Sure, the building looks vacant from the street, and it sits in a neighborhood that can get rough after, like, 10 a.m., but please look beyond this, for Jade Garden is one of the best Chinese restaurants in Dallas, a place as filling as it is good as it is cheap. And this last point is the true measure of its worth. At Jade Garden, two people can have a soup of their choice, water and an entrée for $3.50 each. Three dollars and 50 cents. That's $7 for whoever's buying. And go ahead, throw in tax and a tip. If you pay with a 10, you're still stuffing a bill in your pocket when you leave. And you're leaving full and satisfied: The food is served quickly but doesn't taste like a chain restaurant. It tastes, instead, like the steal it is.
We've come to the conclusion that Italian in Dallas is the rope-a-dope cuisine. It takes its punches and wobbles weakly, acting like it's barely in the ring.
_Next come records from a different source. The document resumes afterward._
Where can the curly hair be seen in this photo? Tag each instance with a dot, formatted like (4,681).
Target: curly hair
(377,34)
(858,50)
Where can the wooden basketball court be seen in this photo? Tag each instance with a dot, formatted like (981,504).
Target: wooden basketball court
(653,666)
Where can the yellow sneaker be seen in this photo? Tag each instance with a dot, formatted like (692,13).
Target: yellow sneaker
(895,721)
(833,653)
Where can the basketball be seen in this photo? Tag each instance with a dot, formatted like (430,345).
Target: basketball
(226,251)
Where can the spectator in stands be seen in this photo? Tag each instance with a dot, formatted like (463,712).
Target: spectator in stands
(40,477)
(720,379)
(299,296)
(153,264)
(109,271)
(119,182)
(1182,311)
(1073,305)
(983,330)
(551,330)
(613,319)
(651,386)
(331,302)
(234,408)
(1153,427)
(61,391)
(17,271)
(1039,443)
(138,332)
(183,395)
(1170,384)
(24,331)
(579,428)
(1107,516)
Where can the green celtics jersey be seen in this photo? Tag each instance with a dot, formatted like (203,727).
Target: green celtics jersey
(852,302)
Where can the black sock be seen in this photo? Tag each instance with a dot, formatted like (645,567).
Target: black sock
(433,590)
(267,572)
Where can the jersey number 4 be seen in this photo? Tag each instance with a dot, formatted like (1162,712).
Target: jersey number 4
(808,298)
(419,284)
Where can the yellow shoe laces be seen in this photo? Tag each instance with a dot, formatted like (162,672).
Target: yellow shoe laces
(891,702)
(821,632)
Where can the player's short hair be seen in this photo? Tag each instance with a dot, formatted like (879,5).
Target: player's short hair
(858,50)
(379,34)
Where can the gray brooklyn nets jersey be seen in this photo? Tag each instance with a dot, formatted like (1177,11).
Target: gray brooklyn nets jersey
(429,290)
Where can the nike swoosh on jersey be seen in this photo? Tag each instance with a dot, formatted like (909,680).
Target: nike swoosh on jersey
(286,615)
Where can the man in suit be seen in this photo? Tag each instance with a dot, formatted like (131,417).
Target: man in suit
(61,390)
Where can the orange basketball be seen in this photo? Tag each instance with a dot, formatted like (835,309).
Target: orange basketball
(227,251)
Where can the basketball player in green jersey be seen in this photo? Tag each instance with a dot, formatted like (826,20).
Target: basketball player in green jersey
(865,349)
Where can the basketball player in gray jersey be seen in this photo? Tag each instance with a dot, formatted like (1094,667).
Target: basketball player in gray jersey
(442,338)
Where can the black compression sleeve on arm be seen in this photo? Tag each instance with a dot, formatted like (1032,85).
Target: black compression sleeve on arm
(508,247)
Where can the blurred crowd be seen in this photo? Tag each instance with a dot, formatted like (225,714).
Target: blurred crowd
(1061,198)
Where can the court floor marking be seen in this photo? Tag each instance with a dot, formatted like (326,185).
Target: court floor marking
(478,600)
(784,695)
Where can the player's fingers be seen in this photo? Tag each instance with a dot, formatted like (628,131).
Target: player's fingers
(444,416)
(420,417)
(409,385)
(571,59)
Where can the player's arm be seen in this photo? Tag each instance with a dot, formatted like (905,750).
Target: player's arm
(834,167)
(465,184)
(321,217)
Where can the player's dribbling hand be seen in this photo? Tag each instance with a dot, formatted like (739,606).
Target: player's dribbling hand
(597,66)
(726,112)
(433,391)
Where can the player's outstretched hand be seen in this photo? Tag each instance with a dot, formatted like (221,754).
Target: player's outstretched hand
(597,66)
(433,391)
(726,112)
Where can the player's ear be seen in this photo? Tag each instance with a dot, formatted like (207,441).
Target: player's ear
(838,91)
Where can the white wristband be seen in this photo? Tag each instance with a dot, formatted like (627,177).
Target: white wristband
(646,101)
Then when you least expect it, it springs to life and delivers a knockout blow. We aren't sure yet if Il Mulino New York is that knockout blow (we're still dizzy, and we think we can get up if the waiter would just quit pointing that finger in our face and give us a hand), but there sure are a lot of parts stinging. There's the tummy (portions are huge), the ribs (the food is so rich it clings) and the wallet (your check will equal the gross domestic product of Lilliput). Il Mulino is bold. It's raw. It's tasty, bluntly flaunting its rich cuisine from Italy's Abruzzi region. And in virtually all instances, this food is beautiful. Zucchini slices, sautéed in wine and garlic, drenched in olive oil and flurried with oregano and pepper flakes, are simply the best rendition of this vegetable we've ever tasted. Pastas are perfectly supple with just the right amount of give against the teeth. But the most compelling composition here is the veal Marsala--a masterpiece. Thin patches of veal are crowded in a haze of porcini mushrooms slathered in a rich, smooth Marsala sauce of uncommon richness, leaving hints of toffee on the finish. And it's a hammer blow to the city's moribund Italian strain that forever wavers between mediocre and tragic.
Maggiano's Little Italy
205 NorthPark Center
Man and woman shall not live by nuts, berries, wheatgrass shots and tofu alone, but when we want these things, organically grown, of course, we schlep our Birkenstocks to Whole Foods Market. Forget the stereotypes and focus on the strategies. This food chain's in-store sampling not only gets you cooking and buying suggested ingredients, it has become a 21st-century meet-and-greet-and-eat. Store staff fires up the electric skillets and whips up a mess o' spicy Cajun catfish or apple butter brisket for Rosh Hoshana, plus noodles, plus potatoes, plus vegetable medleys. This is the best free lunch, or dinner, and singles bar/sports bar alternative going.